# Worth reapplying? Bord Plenala refused permission, any advice ??



## housebuilder (19 Feb 2011)

We applied to our local co council for premission to build a house, permission was granted with no issues.  2 of the 10 Neighbours on the road objected to Bord Pleanala for a number of reasons. Permission was refused based on the reasons below , which were not reasons brought up by the 2 neighbours. 

Decision is below- (interestingly, their inspectors report recommended permission be granted, but they overruled their own inspector!)
1.Having regard to the inadequacy of the road and the necessity   to remove a section of the hedge/banks at this location to secure sightlines, to the width of the roadway, the pattern of existing development in the area, it is considered that the proposed development of an additional house at this location, would endanger public safety by reason of traffic hazard.

2.The proposed two storey development, which would necessitate removal of hedgerow on this narrow roadway where there are deficiencies in sightlines, would seriously injure the amenities of this rural area, and would, therefore, be contrary to P.P.&S.D.

In deciding not to accept the Inspector’s recommendation to grant permission, the Board noted the comments of the Inspector that the provision of adequate sightlines involves the removal of 55 meters of ditch, but the Board did not agree that such removal was acceptable in this case. The Board also had concerns about the construction of a two storey house at this rural location where a portion of the hedgerow had been removed.​Key point is we need to remove the hedge for site lines & visibility reasons as one of our conditions from the council.   And it is not a hedge, in the traditional sense of the word- it is a mound of rubble left over from when the road was build 10 years ago, with overgrowth on it.

Am wondering if we can deal with this bord pleanala issue by removing the rubble/hedge? The council have given us permission to remove the hedge before we apply for another house on same site.

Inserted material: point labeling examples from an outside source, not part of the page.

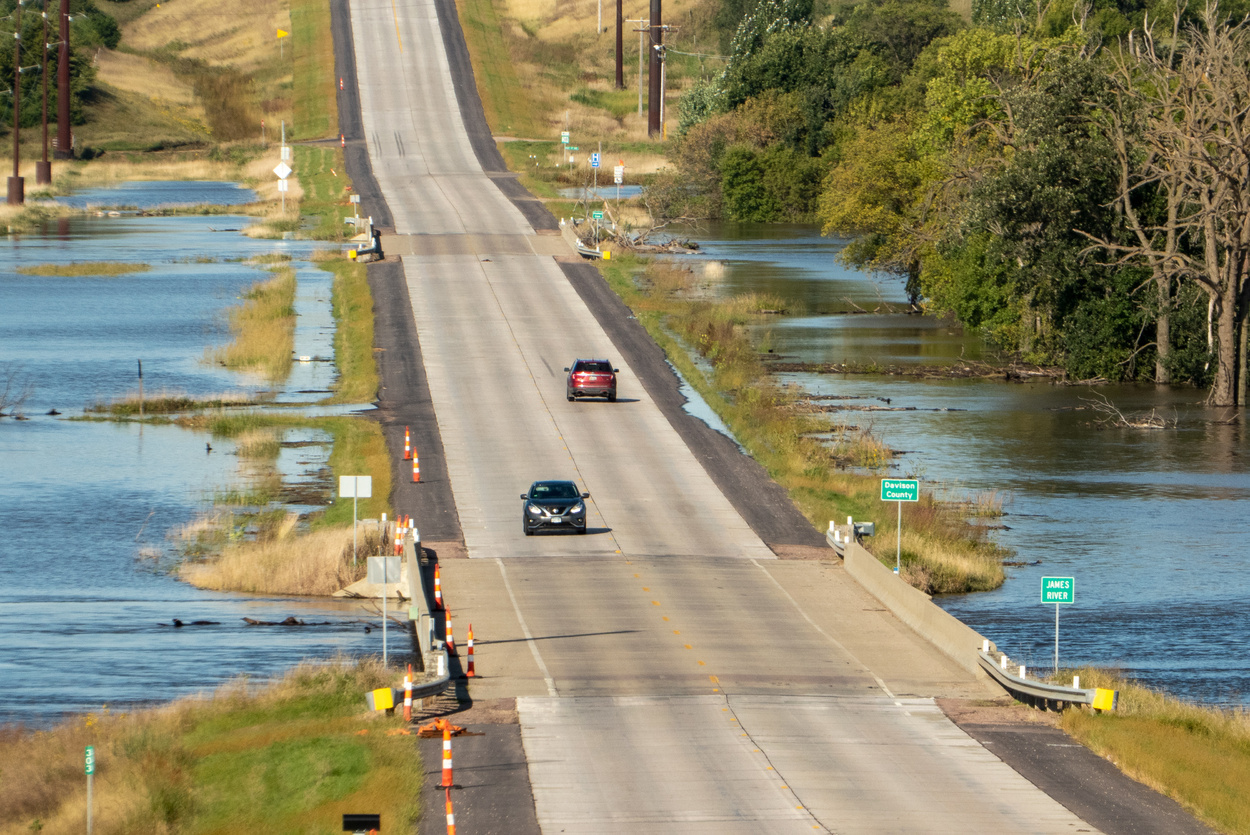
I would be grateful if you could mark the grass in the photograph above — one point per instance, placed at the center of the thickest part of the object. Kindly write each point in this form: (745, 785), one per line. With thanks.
(354, 333)
(941, 553)
(316, 563)
(165, 403)
(314, 104)
(269, 550)
(286, 756)
(505, 99)
(84, 268)
(263, 329)
(1198, 755)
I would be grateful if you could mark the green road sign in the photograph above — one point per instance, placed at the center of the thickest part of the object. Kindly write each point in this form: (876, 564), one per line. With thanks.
(1058, 590)
(900, 490)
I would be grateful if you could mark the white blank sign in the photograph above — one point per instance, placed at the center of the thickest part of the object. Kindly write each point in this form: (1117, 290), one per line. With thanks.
(383, 569)
(355, 486)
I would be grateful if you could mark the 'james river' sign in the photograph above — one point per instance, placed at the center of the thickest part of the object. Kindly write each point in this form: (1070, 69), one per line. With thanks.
(900, 490)
(1058, 590)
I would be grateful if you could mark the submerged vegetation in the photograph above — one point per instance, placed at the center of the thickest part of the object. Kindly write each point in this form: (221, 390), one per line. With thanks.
(1199, 755)
(829, 469)
(85, 268)
(263, 329)
(290, 755)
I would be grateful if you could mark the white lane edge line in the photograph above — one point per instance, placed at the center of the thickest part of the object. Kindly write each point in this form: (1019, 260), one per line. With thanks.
(525, 630)
(816, 626)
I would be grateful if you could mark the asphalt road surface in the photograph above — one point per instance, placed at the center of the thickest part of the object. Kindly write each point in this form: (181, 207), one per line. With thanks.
(668, 673)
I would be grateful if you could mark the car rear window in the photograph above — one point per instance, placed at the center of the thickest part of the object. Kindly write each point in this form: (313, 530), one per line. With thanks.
(554, 490)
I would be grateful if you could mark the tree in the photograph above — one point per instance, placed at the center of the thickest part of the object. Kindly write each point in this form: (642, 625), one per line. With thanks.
(1194, 95)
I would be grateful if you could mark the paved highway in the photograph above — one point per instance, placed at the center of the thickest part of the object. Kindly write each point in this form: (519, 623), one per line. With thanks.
(670, 673)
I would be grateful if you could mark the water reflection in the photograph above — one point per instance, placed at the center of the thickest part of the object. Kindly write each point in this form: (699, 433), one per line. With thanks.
(86, 506)
(1151, 523)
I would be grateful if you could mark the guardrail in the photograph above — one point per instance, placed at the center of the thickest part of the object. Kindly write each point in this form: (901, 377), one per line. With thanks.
(433, 651)
(949, 634)
(1050, 695)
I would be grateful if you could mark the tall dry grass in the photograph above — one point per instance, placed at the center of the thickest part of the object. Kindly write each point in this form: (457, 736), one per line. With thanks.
(263, 329)
(941, 553)
(1199, 755)
(174, 769)
(316, 563)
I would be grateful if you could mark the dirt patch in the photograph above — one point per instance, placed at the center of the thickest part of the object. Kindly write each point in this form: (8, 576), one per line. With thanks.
(995, 711)
(805, 553)
(445, 551)
(490, 711)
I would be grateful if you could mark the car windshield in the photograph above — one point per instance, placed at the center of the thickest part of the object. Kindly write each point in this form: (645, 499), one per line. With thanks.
(554, 490)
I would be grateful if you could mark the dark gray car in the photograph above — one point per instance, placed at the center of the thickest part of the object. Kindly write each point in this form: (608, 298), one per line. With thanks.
(554, 505)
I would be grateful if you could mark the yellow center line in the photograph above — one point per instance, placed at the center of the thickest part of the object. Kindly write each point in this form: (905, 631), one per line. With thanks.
(398, 36)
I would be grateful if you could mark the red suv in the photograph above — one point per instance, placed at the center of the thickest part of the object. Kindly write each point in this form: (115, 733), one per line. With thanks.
(591, 379)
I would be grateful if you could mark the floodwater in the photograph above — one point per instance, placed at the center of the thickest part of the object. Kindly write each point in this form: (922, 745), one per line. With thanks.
(1153, 524)
(86, 596)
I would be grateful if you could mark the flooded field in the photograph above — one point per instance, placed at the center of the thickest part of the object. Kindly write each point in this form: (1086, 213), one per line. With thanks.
(1153, 524)
(86, 600)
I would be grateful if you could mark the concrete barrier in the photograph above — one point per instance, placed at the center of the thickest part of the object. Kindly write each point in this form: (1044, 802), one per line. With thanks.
(953, 636)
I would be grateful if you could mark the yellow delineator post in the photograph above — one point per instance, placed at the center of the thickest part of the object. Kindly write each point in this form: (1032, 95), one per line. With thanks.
(1105, 699)
(380, 699)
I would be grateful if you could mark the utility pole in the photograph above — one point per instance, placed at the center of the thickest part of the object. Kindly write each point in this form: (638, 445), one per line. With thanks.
(641, 50)
(43, 168)
(620, 46)
(653, 103)
(64, 138)
(16, 184)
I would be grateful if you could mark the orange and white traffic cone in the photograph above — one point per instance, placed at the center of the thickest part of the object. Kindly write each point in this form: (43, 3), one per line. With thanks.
(408, 693)
(446, 756)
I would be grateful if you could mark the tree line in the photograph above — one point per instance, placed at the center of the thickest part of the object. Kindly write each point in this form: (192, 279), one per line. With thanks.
(90, 29)
(1070, 179)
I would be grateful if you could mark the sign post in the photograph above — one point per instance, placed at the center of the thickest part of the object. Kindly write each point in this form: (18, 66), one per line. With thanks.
(1058, 590)
(900, 490)
(355, 488)
(384, 569)
(89, 766)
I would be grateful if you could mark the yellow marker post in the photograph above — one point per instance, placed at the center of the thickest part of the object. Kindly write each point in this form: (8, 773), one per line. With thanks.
(1105, 699)
(380, 699)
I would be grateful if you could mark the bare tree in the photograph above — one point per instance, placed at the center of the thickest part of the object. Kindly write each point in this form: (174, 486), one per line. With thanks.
(1191, 93)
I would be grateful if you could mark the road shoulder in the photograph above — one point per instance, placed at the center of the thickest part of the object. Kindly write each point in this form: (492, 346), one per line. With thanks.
(1089, 786)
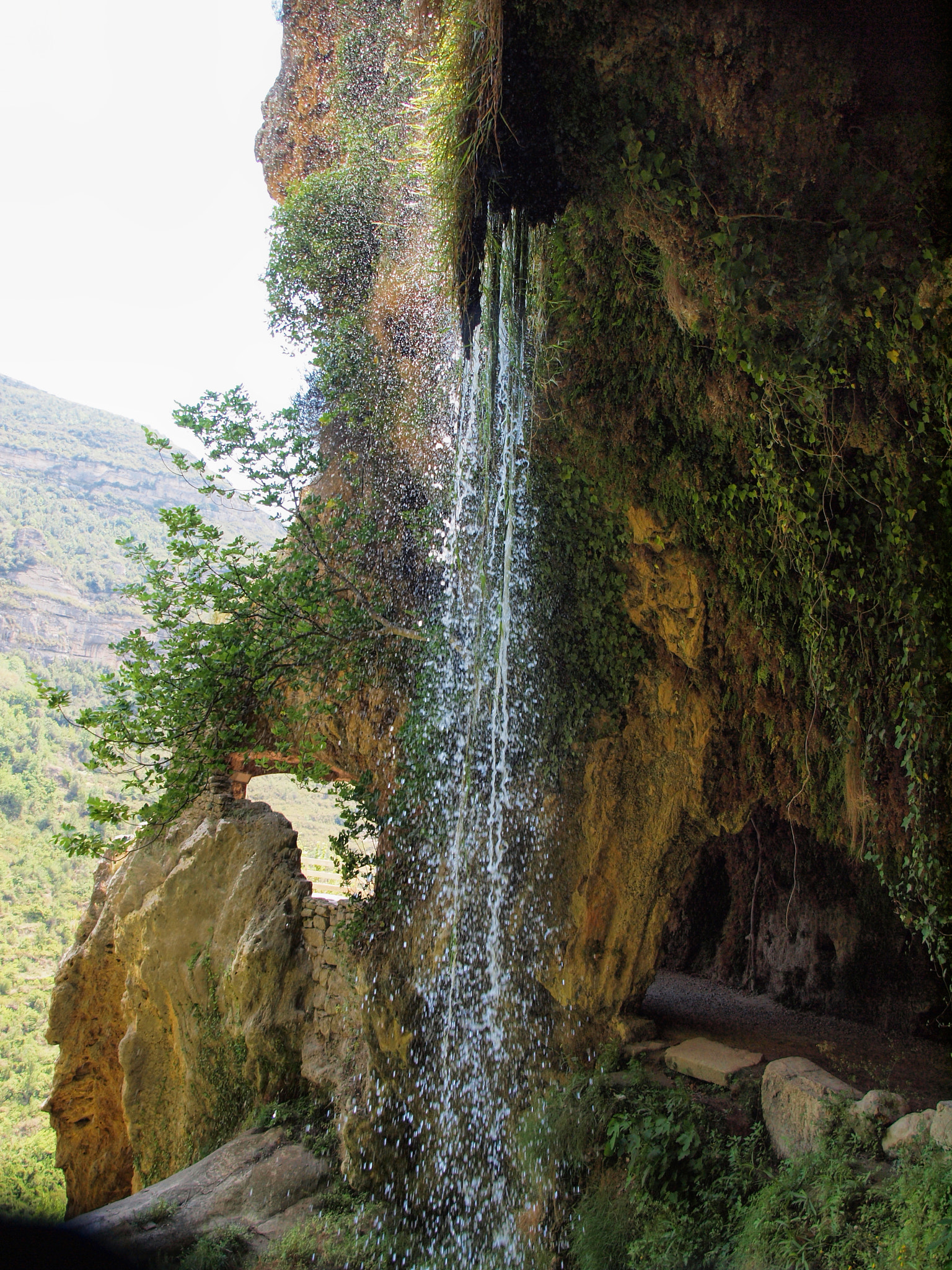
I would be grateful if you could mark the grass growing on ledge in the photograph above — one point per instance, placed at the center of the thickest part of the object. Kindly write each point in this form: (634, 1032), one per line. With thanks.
(641, 1175)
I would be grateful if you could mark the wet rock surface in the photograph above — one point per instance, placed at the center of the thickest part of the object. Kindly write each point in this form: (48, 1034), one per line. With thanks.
(258, 1183)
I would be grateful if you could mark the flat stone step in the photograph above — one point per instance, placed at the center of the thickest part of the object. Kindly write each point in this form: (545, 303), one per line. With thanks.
(710, 1061)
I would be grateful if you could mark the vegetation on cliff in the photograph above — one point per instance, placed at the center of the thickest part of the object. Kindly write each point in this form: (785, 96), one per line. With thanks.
(622, 1173)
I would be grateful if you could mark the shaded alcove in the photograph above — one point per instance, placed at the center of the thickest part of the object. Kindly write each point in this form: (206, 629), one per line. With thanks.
(823, 938)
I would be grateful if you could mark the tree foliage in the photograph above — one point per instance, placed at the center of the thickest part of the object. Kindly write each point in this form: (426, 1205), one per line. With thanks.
(245, 649)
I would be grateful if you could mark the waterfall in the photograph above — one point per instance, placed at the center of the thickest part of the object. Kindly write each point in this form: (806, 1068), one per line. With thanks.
(482, 728)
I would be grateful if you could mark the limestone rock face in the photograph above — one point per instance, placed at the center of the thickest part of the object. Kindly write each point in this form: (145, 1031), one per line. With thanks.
(639, 813)
(87, 1021)
(666, 588)
(299, 134)
(183, 1001)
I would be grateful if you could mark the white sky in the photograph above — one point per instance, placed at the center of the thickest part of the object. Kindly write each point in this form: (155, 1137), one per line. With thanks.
(133, 211)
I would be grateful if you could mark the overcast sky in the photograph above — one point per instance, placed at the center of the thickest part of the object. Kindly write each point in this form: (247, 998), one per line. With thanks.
(133, 213)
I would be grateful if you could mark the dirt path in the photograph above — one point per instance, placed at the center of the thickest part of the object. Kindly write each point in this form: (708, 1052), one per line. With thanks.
(684, 1006)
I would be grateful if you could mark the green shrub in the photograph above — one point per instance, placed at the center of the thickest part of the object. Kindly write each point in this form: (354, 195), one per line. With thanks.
(827, 1210)
(31, 1185)
(337, 1241)
(324, 249)
(309, 1121)
(221, 1250)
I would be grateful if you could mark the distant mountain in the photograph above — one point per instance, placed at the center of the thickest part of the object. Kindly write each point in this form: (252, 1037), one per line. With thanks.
(73, 481)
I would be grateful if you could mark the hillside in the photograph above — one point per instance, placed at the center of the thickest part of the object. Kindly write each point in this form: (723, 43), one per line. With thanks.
(73, 481)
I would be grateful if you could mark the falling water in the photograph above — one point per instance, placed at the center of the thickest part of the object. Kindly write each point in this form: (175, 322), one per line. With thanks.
(482, 723)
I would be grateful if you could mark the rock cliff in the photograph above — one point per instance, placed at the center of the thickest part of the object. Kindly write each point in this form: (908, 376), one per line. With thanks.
(191, 996)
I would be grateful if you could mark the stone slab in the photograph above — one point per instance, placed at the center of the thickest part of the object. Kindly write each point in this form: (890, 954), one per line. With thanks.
(796, 1098)
(881, 1105)
(910, 1130)
(710, 1061)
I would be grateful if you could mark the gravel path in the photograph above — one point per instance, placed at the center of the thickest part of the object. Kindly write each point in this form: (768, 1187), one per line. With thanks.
(683, 1006)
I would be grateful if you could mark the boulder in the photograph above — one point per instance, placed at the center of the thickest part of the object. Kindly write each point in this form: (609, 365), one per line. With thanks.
(881, 1105)
(909, 1130)
(796, 1098)
(941, 1127)
(710, 1061)
(258, 1181)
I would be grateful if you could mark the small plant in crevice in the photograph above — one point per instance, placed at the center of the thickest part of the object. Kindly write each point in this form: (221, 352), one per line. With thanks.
(155, 1214)
(224, 1249)
(307, 1121)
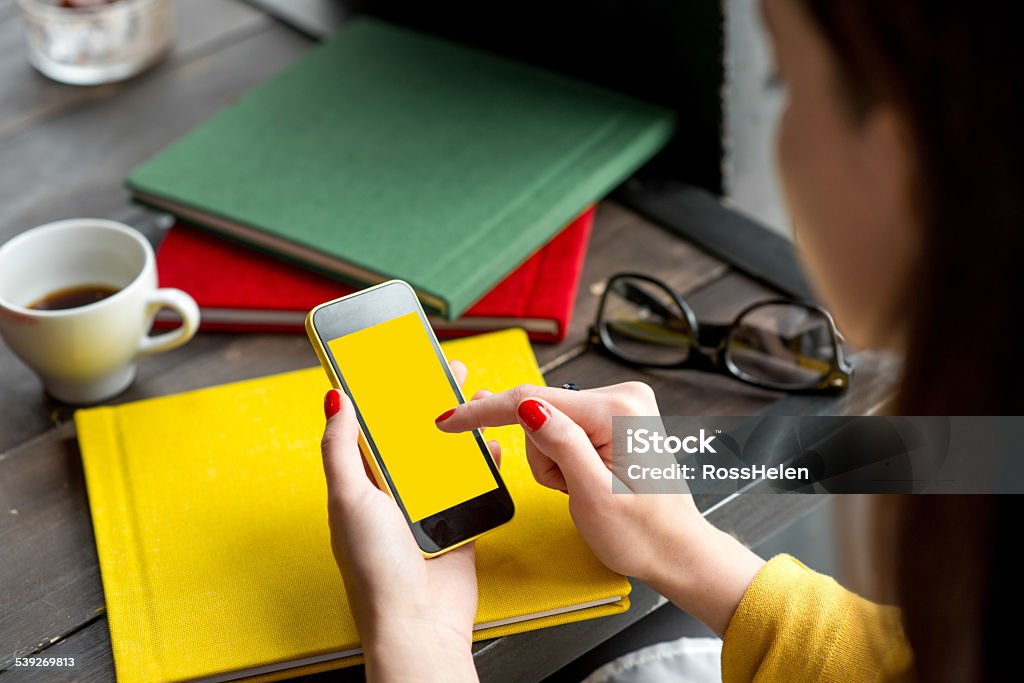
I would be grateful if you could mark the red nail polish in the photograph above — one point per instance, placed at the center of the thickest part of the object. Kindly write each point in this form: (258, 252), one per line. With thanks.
(534, 414)
(332, 403)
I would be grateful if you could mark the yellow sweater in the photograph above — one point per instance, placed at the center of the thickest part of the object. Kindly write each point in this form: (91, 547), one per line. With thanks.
(796, 625)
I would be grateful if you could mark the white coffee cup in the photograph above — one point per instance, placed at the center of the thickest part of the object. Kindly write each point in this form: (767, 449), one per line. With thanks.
(86, 354)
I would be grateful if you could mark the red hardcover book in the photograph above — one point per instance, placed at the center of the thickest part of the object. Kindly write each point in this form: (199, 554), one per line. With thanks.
(242, 290)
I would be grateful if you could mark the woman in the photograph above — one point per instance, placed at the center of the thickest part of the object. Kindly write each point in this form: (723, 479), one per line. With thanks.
(900, 158)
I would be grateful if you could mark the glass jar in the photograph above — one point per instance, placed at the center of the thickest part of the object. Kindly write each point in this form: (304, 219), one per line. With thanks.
(99, 43)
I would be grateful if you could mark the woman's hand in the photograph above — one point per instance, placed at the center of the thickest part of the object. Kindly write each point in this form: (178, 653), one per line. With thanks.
(660, 539)
(415, 615)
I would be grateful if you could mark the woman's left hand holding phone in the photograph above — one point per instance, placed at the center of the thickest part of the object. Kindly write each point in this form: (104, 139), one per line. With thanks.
(415, 615)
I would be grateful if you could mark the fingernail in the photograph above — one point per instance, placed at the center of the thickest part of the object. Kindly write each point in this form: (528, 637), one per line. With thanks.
(332, 403)
(534, 414)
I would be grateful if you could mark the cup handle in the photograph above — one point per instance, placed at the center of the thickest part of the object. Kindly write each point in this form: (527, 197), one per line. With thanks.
(184, 306)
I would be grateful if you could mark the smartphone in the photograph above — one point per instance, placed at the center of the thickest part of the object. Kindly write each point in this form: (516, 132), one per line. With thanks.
(377, 346)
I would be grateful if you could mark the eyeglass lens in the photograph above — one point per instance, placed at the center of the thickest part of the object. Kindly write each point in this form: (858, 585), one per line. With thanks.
(644, 323)
(784, 345)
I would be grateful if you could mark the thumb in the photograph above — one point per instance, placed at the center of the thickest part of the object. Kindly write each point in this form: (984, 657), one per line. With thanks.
(565, 442)
(340, 447)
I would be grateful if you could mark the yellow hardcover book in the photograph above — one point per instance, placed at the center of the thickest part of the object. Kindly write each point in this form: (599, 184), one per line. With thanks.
(210, 517)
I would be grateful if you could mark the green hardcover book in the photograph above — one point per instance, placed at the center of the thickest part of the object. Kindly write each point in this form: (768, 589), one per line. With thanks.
(389, 154)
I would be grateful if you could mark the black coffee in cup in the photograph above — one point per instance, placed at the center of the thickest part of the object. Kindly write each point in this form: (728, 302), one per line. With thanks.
(73, 297)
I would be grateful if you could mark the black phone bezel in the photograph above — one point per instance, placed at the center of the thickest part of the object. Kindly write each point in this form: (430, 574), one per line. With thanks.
(380, 304)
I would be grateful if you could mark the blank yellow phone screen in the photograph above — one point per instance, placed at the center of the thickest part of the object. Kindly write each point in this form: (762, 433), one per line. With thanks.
(399, 387)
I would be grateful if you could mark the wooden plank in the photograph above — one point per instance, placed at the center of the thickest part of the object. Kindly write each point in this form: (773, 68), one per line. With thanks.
(202, 27)
(75, 164)
(49, 580)
(90, 648)
(84, 157)
(622, 241)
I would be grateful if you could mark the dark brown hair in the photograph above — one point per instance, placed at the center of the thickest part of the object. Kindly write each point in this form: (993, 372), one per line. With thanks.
(950, 69)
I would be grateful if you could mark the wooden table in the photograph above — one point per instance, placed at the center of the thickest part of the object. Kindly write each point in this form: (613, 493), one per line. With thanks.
(64, 153)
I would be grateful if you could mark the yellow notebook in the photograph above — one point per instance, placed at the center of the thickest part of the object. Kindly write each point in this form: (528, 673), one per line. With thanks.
(209, 509)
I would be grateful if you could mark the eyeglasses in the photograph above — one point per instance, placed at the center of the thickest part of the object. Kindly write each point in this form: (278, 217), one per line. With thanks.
(779, 344)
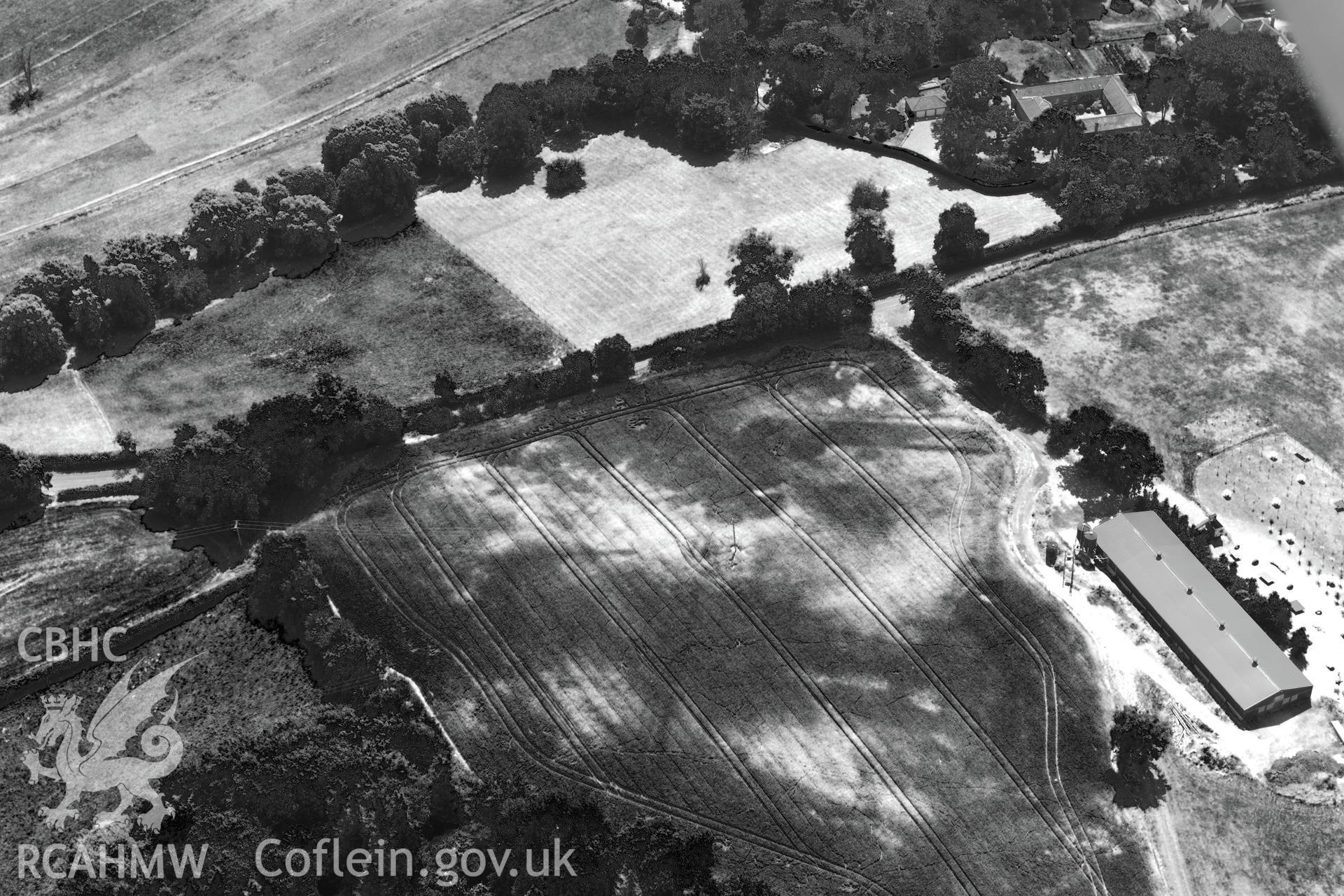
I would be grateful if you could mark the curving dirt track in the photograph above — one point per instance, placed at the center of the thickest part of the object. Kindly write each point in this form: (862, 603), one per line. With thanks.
(508, 488)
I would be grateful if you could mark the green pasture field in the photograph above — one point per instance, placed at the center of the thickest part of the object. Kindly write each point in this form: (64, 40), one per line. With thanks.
(385, 315)
(622, 255)
(1174, 328)
(1241, 839)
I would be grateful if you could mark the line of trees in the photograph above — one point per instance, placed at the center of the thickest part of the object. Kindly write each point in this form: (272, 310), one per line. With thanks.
(371, 169)
(22, 482)
(286, 450)
(1014, 379)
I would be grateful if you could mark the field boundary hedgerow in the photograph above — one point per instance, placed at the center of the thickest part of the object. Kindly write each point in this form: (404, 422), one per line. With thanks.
(136, 636)
(276, 133)
(1073, 248)
(958, 564)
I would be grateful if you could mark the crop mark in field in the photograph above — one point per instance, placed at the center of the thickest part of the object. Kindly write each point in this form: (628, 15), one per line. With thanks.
(722, 586)
(1011, 622)
(574, 426)
(523, 736)
(964, 573)
(613, 613)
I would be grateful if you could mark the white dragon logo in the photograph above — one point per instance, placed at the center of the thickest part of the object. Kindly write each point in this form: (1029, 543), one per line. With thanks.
(104, 766)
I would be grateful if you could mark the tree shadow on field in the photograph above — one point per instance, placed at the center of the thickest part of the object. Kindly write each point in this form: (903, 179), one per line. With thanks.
(1145, 792)
(496, 184)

And the council road engineers and the bord pleanala inspector have said the road can easily take this house and more. 

Anyone with any experience dealing with Bord Pleanala know if it is worth addressing these reasons for refusal  & then reapplying for same site? Or will the board find some brand new reasons to refuse us again?

Any advice appreciated.....


----------



## dereko1969 (19 Feb 2011)

it would seem to me that your main problem is actually the 2 storey house rather than the ditch/hedgerow issue. Are most houses in the area bungalows? If so you might have more luck with a bungalow.


----------



## onq (19 Feb 2011)

I think either you or the Council shoudl think again on the removal of the hedgerow.

Someone or something has raised this hackle on the ABP Member's back, perhaps in the Plan.
In South Dublin for example preserving hedgerows is an objective of the development plan.

There are ways to address this, but its beyond the level of advice I normally offer here.
I advise you to appoint someone with experience of running a planning strategy.

ONQ.

 [broken link removed]

 All advice on AAM is remote from the situation and cannot be relied     upon    as a defence or support - in and of itself - should legal action     be    taken.
 Competent legal and building professionals should be asked to advise in        Real Life with rights to inspect and issue reports on the matters    at     hand.


----------



## ajapale (8 Mar 2011)

Does anyone with experience of dealing with Bord Pleanala know if it is  worth the OP's time addressing these reasons for refusal  & then reapplying for  same site? Or will the board find some brand new reasons to refuse the OP  again?


----------